Lithography (a method of printing using stone that enabled mass
production of paintings and books) was developed in the early nineteenth
century, when Rachel was still a young girl. It was a revolution that Rachel’s
father and uncle capitalized on, building a thriving business producing
lithographs.

Raised in a comfortable home, Rachel had the luxury of spending time
growing intellectually. At age twelve, she was taught Tanach by her uncle, her
mother’s brother David, and was introduced to the commentaries of Metzudas
David
and Metzudas Tzion. He also taught her Chovos HaLevavos.

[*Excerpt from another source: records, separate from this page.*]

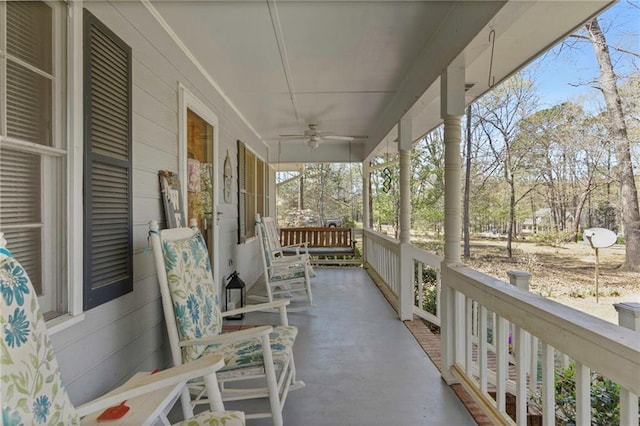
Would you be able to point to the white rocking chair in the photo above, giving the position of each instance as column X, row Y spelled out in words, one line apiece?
column 286, row 277
column 32, row 389
column 194, row 324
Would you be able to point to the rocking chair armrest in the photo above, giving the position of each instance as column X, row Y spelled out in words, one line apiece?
column 299, row 245
column 276, row 304
column 287, row 261
column 141, row 385
column 233, row 336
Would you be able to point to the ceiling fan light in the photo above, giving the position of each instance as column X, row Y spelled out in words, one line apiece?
column 313, row 143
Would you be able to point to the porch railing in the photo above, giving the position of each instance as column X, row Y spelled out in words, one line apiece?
column 386, row 255
column 501, row 339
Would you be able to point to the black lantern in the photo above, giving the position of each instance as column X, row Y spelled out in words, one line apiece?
column 235, row 289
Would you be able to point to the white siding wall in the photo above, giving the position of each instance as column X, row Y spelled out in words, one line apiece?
column 127, row 335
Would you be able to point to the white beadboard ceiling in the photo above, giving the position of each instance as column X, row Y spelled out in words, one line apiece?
column 356, row 67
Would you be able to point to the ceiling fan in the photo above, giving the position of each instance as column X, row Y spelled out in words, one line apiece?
column 315, row 136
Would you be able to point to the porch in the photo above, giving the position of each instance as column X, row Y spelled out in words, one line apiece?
column 360, row 364
column 497, row 339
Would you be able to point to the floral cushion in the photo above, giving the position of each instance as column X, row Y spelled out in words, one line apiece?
column 193, row 293
column 207, row 418
column 249, row 352
column 32, row 390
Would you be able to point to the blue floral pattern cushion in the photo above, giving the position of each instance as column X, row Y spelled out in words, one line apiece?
column 290, row 273
column 193, row 293
column 32, row 390
column 225, row 418
column 249, row 352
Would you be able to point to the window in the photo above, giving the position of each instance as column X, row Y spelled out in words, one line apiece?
column 108, row 254
column 252, row 191
column 33, row 150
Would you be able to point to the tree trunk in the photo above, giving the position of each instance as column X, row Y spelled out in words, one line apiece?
column 512, row 216
column 628, row 190
column 467, row 185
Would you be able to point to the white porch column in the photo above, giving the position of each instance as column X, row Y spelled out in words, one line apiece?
column 628, row 317
column 366, row 179
column 406, row 263
column 452, row 110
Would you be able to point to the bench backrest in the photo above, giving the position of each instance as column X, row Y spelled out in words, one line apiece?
column 317, row 237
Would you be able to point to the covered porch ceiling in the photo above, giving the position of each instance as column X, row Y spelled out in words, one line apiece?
column 355, row 68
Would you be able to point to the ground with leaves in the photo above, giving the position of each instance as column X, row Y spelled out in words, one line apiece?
column 563, row 272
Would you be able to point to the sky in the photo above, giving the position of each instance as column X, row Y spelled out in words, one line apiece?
column 574, row 62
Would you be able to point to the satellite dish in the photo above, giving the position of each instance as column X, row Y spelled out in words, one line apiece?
column 599, row 237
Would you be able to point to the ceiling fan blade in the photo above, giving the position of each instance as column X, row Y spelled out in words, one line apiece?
column 338, row 138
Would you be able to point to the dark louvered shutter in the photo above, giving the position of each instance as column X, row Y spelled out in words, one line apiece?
column 28, row 118
column 108, row 265
column 20, row 205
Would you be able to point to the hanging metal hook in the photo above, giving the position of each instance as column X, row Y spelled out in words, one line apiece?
column 492, row 40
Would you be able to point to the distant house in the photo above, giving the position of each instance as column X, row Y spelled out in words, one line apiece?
column 543, row 222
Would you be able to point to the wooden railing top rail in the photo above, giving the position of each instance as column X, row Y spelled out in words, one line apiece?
column 604, row 347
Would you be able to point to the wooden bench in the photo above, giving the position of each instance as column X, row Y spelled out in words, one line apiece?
column 321, row 242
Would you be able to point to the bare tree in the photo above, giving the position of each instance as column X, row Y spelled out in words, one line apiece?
column 622, row 148
column 467, row 188
column 501, row 112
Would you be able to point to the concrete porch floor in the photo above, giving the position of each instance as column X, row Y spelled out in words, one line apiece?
column 361, row 365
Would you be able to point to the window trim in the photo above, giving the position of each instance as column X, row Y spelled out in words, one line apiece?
column 94, row 297
column 57, row 254
column 242, row 175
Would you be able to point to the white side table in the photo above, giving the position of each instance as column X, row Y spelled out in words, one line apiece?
column 148, row 409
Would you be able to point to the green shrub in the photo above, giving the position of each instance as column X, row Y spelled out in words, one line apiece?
column 605, row 398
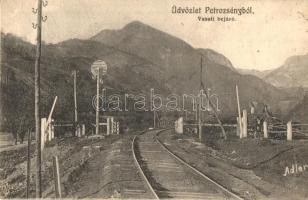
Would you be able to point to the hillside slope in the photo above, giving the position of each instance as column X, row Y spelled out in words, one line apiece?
column 181, row 65
column 293, row 73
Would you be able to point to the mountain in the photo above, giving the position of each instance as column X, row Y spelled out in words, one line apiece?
column 216, row 57
column 139, row 57
column 181, row 65
column 254, row 72
column 293, row 73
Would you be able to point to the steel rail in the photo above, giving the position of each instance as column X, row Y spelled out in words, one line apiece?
column 198, row 172
column 141, row 171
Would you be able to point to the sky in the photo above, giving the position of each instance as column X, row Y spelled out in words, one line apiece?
column 264, row 40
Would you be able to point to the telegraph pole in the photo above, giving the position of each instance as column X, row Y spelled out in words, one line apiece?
column 154, row 122
column 37, row 101
column 97, row 104
column 75, row 99
column 199, row 107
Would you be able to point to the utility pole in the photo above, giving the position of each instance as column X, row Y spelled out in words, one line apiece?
column 37, row 101
column 154, row 122
column 199, row 106
column 75, row 99
column 97, row 104
column 212, row 106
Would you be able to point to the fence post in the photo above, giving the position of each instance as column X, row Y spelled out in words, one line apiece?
column 56, row 175
column 238, row 129
column 28, row 163
column 244, row 123
column 289, row 131
column 265, row 129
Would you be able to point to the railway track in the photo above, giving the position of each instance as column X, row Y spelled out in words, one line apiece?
column 168, row 176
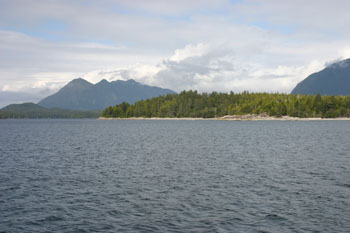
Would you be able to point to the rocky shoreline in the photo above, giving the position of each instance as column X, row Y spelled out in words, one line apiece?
column 248, row 117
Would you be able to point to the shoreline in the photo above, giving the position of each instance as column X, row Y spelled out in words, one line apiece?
column 232, row 118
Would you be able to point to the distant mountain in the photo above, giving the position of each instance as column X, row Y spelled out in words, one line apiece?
column 31, row 110
column 79, row 94
column 333, row 80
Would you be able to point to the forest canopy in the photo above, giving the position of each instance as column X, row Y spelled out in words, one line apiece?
column 210, row 105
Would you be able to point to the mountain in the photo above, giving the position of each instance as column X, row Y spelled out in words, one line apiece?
column 31, row 110
column 333, row 80
column 80, row 94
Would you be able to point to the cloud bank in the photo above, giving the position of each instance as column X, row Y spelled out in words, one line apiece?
column 249, row 45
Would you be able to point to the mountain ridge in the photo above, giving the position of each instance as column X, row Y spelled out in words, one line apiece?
column 332, row 80
column 80, row 94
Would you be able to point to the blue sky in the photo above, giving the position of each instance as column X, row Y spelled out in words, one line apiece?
column 205, row 45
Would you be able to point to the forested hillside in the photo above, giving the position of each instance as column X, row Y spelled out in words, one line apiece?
column 193, row 104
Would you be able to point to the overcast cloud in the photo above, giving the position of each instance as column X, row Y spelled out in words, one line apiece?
column 205, row 45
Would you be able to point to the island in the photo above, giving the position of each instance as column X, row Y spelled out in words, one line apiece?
column 245, row 105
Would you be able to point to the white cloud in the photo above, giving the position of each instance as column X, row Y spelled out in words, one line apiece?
column 205, row 45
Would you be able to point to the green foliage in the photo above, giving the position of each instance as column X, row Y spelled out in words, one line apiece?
column 193, row 104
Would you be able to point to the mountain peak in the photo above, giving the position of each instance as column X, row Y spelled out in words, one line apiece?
column 333, row 80
column 78, row 83
column 340, row 64
column 79, row 94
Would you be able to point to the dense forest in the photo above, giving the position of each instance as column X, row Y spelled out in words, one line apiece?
column 193, row 104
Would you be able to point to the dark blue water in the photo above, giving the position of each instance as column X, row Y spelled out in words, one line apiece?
column 174, row 176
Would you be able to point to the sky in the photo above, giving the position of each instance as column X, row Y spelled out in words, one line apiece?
column 204, row 45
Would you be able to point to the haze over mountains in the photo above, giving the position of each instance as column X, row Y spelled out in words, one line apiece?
column 80, row 94
column 333, row 80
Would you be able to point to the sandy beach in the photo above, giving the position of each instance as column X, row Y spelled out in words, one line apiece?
column 249, row 117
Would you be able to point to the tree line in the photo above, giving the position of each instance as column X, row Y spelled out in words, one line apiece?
column 210, row 105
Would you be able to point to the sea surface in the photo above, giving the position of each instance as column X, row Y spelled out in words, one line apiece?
column 174, row 176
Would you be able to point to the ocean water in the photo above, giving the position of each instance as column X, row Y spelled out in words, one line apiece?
column 174, row 176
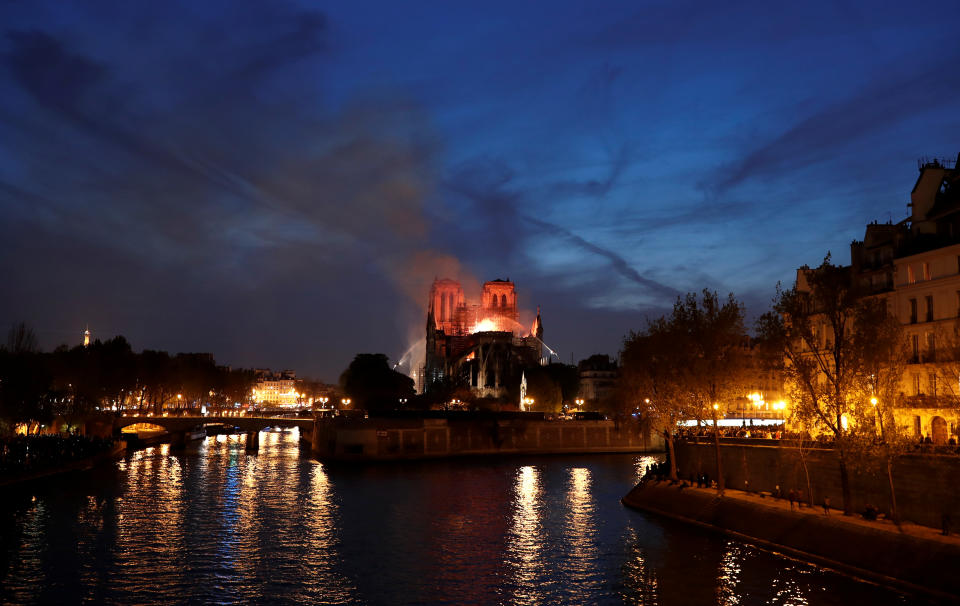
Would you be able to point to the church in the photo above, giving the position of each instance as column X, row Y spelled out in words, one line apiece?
column 479, row 343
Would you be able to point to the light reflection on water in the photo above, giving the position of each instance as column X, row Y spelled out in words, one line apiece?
column 215, row 524
column 524, row 542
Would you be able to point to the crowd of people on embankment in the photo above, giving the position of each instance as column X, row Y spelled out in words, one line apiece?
column 923, row 444
column 31, row 454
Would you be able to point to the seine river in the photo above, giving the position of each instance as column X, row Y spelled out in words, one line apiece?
column 215, row 525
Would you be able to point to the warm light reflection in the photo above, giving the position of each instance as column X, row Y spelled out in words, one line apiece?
column 581, row 529
column 728, row 575
column 525, row 540
column 639, row 576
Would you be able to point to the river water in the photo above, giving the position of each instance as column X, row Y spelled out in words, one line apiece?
column 215, row 525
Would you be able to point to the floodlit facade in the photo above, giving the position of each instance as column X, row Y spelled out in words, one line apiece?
column 480, row 343
column 276, row 389
column 915, row 266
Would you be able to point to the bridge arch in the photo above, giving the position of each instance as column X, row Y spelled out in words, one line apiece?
column 138, row 426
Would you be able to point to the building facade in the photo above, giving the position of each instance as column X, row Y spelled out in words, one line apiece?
column 914, row 265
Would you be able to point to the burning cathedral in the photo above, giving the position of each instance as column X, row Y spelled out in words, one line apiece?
column 483, row 344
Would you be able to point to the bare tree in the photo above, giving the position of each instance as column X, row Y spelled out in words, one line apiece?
column 831, row 340
column 686, row 365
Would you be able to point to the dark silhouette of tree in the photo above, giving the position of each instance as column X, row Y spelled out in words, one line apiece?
column 691, row 364
column 24, row 378
column 372, row 385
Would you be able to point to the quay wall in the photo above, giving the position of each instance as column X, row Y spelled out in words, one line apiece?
column 397, row 439
column 910, row 563
column 927, row 485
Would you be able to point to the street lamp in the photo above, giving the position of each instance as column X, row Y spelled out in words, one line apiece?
column 876, row 409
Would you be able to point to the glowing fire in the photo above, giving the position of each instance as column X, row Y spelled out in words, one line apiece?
column 485, row 325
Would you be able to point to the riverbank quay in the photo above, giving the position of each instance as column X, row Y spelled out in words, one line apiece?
column 115, row 450
column 455, row 435
column 925, row 483
column 914, row 559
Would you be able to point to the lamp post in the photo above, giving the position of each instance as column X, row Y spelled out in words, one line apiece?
column 879, row 414
column 886, row 450
column 716, row 443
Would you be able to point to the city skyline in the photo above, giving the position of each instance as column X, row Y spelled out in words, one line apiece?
column 279, row 185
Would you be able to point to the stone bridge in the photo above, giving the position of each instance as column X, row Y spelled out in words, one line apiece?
column 246, row 424
column 179, row 426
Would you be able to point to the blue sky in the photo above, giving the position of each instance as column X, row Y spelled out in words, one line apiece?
column 278, row 183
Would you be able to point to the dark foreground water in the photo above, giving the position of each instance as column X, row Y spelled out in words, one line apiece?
column 216, row 525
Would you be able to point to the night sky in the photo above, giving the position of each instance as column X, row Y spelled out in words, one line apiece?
column 278, row 183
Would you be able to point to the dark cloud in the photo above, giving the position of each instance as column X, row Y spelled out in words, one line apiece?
column 842, row 126
column 617, row 262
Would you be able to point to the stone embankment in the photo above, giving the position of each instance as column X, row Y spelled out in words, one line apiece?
column 83, row 464
column 914, row 559
column 385, row 439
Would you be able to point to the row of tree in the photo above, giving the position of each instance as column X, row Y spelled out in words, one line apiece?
column 36, row 386
column 840, row 352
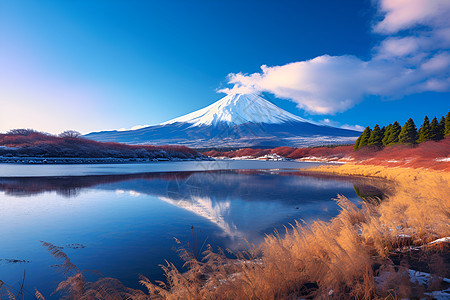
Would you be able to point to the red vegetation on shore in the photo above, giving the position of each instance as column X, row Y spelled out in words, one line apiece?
column 432, row 155
column 46, row 145
column 288, row 152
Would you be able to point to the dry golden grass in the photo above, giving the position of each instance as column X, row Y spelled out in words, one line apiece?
column 353, row 256
column 347, row 257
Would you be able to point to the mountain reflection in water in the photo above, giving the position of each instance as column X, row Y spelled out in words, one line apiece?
column 244, row 204
column 126, row 224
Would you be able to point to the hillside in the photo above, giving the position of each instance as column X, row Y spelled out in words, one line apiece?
column 38, row 144
column 430, row 154
column 236, row 120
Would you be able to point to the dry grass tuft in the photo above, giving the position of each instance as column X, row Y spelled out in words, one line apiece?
column 363, row 253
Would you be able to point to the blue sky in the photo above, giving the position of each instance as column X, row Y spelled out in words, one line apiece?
column 92, row 65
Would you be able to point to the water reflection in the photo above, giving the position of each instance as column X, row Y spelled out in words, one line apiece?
column 243, row 204
column 126, row 223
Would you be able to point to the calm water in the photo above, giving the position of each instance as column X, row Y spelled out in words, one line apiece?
column 125, row 225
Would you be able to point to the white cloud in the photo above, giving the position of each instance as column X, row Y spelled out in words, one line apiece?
column 345, row 126
column 405, row 14
column 133, row 128
column 401, row 64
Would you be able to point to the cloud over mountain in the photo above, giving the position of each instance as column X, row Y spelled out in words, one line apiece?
column 413, row 57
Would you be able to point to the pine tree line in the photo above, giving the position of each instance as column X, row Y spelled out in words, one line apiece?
column 394, row 134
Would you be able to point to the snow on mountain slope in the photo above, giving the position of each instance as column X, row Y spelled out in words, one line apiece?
column 238, row 120
column 238, row 109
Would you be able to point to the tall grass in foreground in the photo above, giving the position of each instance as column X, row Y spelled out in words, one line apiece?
column 363, row 253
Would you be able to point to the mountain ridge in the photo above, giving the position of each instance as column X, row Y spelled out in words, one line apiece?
column 236, row 120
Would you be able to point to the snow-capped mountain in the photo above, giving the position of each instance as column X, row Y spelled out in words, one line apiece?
column 236, row 120
column 237, row 109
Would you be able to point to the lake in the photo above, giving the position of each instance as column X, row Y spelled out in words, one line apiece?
column 121, row 219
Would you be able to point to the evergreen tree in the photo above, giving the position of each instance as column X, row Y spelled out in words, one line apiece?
column 436, row 133
column 425, row 131
column 394, row 133
column 387, row 134
column 408, row 134
column 365, row 137
column 447, row 124
column 376, row 137
column 442, row 125
column 356, row 146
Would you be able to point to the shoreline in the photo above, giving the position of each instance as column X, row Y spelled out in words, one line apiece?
column 30, row 160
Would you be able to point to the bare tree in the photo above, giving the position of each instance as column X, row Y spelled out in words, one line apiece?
column 21, row 131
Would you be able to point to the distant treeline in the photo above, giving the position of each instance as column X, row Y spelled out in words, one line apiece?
column 394, row 134
column 31, row 143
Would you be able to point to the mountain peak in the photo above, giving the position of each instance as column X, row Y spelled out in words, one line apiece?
column 238, row 109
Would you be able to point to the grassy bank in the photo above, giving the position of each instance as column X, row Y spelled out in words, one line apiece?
column 372, row 251
column 363, row 253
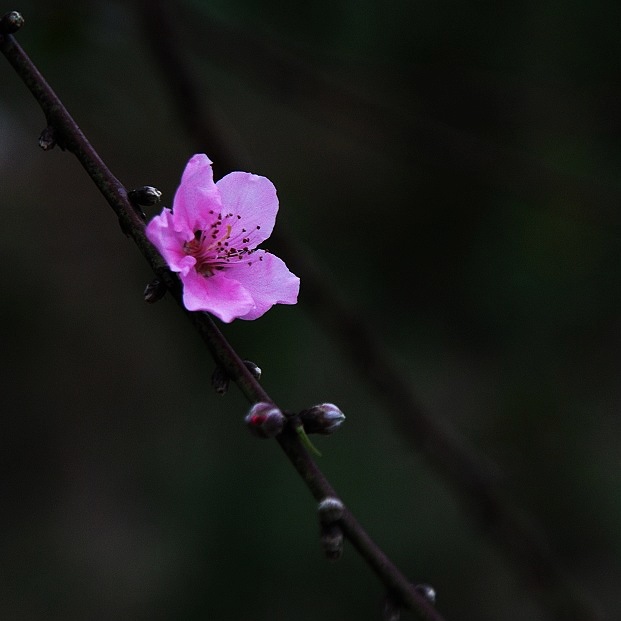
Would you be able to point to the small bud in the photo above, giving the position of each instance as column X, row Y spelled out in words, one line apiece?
column 146, row 196
column 220, row 380
column 253, row 368
column 47, row 139
column 427, row 591
column 11, row 22
column 330, row 510
column 154, row 291
column 265, row 420
column 325, row 418
column 332, row 541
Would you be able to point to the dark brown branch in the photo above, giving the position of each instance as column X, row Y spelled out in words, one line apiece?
column 70, row 137
column 511, row 529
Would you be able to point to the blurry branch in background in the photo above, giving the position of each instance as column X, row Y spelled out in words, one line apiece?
column 513, row 531
column 337, row 521
column 273, row 67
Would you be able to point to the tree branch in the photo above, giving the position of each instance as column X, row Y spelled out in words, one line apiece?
column 69, row 136
column 513, row 531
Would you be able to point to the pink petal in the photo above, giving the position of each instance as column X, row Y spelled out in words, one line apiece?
column 253, row 203
column 217, row 294
column 268, row 280
column 161, row 233
column 197, row 201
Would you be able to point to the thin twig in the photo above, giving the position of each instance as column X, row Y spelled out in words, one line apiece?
column 71, row 138
column 514, row 532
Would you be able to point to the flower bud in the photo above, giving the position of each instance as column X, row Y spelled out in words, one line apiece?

Rachel’s uncle David never married and upon his death, he bequeathed to
his nephew (Rachel’s brother, David) a huge library. Rachel would spend hours
studying these seforim. With private teachers she studied Rashi on Tanach, and Menoras
HaMaor
by Yitzchak Abuhav. She also studied the sefer Reishis Chochmah.
Her uncle, Chizkiyah Luzzatto, broadened her Judaic studies and taught her
math.

An intelligent girl was not excused from the family business, either, and
Rachel learned the art of lithography and the craft of turnery on a lathe.
Rachel was also a skilled seamstress, and would sew her own clothes as well as
those of her mother and, later on, of her only daughter, Perela.